Could there possibly be another guy with them......like behind the camera.


----------



## wingaddict (Sep 16, 2009)

interesting there are 15 mallards, but 10 canadas. Maybe there was 4 guys and there shooting sucked and they sailed 5 mallards and 2 canadas into that slough and the dog cant swim. :lol:

Who knows?


----------



## Andrew Bremseth (Aug 1, 2007)

Good shoot!


----------



## franchi (Oct 29, 2005)

#'s 8 & 9 were stuck together so it's like one nacho.


----------



## Bloodyblinddoors (Oct 25, 2006)

He does claim they killed a limit of ducks and geese. I woulda left one of those honkers outa the pic but thats just me. Killing 1 over happens... Accidents happen. I'd choose not to advertise it.


----------



## USAlx50 (Nov 30, 2004)

hahaha


----------



## Marlin40 (Jul 19, 2009)

Fail.


----------



## T Shot (Oct 4, 2002)

Either one over the limit, or actually 2 short... I hope for your sake it's actually the second! Congrats on finding dry land though, that's hard to come by up north!


----------



## USAlx50 (Nov 30, 2004)

T Shot said:


> Either one over the limit, or actually 2 short... I hope for your sake it's actually the second! Congrats on finding dry land though, that's hard to come by up north!
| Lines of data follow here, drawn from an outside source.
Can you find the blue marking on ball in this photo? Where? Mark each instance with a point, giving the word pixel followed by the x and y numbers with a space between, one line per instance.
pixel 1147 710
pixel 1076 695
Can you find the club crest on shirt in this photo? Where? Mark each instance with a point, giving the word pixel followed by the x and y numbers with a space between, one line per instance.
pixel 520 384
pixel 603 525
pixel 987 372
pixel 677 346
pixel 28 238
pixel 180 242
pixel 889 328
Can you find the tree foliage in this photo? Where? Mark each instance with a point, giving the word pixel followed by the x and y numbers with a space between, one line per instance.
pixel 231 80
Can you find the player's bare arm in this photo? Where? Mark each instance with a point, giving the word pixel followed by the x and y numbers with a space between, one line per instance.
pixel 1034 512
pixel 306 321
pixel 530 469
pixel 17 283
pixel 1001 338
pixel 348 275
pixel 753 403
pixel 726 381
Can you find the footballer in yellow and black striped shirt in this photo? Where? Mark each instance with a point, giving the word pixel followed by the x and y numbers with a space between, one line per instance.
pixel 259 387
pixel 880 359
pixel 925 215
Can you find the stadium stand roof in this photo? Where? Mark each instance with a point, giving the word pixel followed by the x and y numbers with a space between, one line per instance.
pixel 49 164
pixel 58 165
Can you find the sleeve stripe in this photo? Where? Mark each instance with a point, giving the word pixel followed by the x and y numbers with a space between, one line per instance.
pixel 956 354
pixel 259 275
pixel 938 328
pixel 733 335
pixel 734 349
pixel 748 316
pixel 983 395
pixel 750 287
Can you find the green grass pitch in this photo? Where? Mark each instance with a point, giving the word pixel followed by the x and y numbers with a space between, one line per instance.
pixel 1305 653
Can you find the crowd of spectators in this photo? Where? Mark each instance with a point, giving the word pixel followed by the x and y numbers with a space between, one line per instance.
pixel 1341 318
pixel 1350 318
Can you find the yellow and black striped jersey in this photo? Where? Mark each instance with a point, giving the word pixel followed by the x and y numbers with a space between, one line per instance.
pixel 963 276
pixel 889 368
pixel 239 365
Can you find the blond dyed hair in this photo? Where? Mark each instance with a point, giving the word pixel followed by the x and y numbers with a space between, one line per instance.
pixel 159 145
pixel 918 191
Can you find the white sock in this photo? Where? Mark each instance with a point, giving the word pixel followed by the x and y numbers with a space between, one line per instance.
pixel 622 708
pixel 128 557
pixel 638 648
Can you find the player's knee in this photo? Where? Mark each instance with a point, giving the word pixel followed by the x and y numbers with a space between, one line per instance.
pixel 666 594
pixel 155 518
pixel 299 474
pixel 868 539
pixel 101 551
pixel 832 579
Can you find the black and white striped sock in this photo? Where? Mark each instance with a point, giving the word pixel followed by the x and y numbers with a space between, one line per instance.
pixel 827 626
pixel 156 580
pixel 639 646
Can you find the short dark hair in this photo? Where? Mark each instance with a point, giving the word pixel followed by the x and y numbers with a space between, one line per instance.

Then they would be 5 short on ducks :wink: :lol:


----------



## T Shot (Oct 4, 2002)

USAlx50 said:


> T Shot said:
> 
> 
> > Either one over the limit, or actually 2 short... I hope for your sake it's actually the second! Congrats on finding dry land though, that's hard to come by up north!
> ...


Indeed! :beer:

Pokem factor in play?


----------



## hunt4P&amp;Y (Sep 23, 2004)

T Shot said:


> USAlx50 said:
> 
> 
> > T Shot said:
> ...


 :beer:


----------



## viet (Sep 11, 2008)

Yea we shot our limit of ducks and geese. Then the landowner came out and took the pic and wanted his goose in there too. so settle down boys. lol. Nice spot. I was wondering when or if someone would spot that.


----------



## justund223 (Aug 28, 2006)

viet said:


> Yea we shot our limit of ducks and geese. Then the landowner came out and took the pic and wanted his goose in there too. so settle down boys. lol. Nice spot. I was wondering when or if someone would spot that.


Thats pretty convienent


----------



## Ima870man (Oct 29, 2003)

Ya, sure, anytings you say, yahs I believes ya. Thats the best I have seen and heard in a while. HEHEHEHEheheheheheheheheheheheheh..........
If it's true -- so be it, otherwise -- man up and lets the cards fall where they may! Oh wait, you already stated it to be true being the farmers goose so I will have to take it as that. :wink:



:beer:

Ima870man
Jeff


----------



## TheDrake (Apr 20, 2009)

That's a nice pile of birds.


----------



## wingaddict (Sep 16, 2009)

Someone get the guy on the left some camo! :lol:


----------



## cut'em (Oct 23, 2004)

Great Job Guys!


----------



## MN goose killa (Sep 19, 2008)

wingaddict said:


> Someone get the guy on the left some camo! :lol:


Heeeeeeeeeeeeey!!! I'm right here, birds lol


----------



## Kris brantner (Sep 22, 2009)

y do people have to count birds. you pieces of crap need to go shoot some birds of your own instead of always nagging about other peoples pictures. you have too many hens, too many geese why didnt you only shoot drakes. get a life people it gets old. most of the times you dont know the whole story like if there is someone taking the picture or what. i just dont understand why people cant say good hunt


----------



## gsehnter-bloms (Dec 16, 2007)

Well put Kris.


----------



## gooseslapper (Feb 4, 2009)

Nice inconspicuous shirt you have there on the left. Maybe that is the secret to killing limits is wearing a bright a$$ chartreuse shirt! I'm just messing with ya. Nice shoot.....one extra goose isn't the end of the world. I would rather see someone accidently kill an extra goose and take it home rather than leave it out there just to avoid trouble.


----------



## SDwaterfowler (Mar 2, 2006)

viet said:


> Yea we shot our limit of ducks and geese. Then the landowner came out and took the pic and wanted his goose in there too. so settle down boys. lol. Nice spot. I was wondering when or if someone would spot that.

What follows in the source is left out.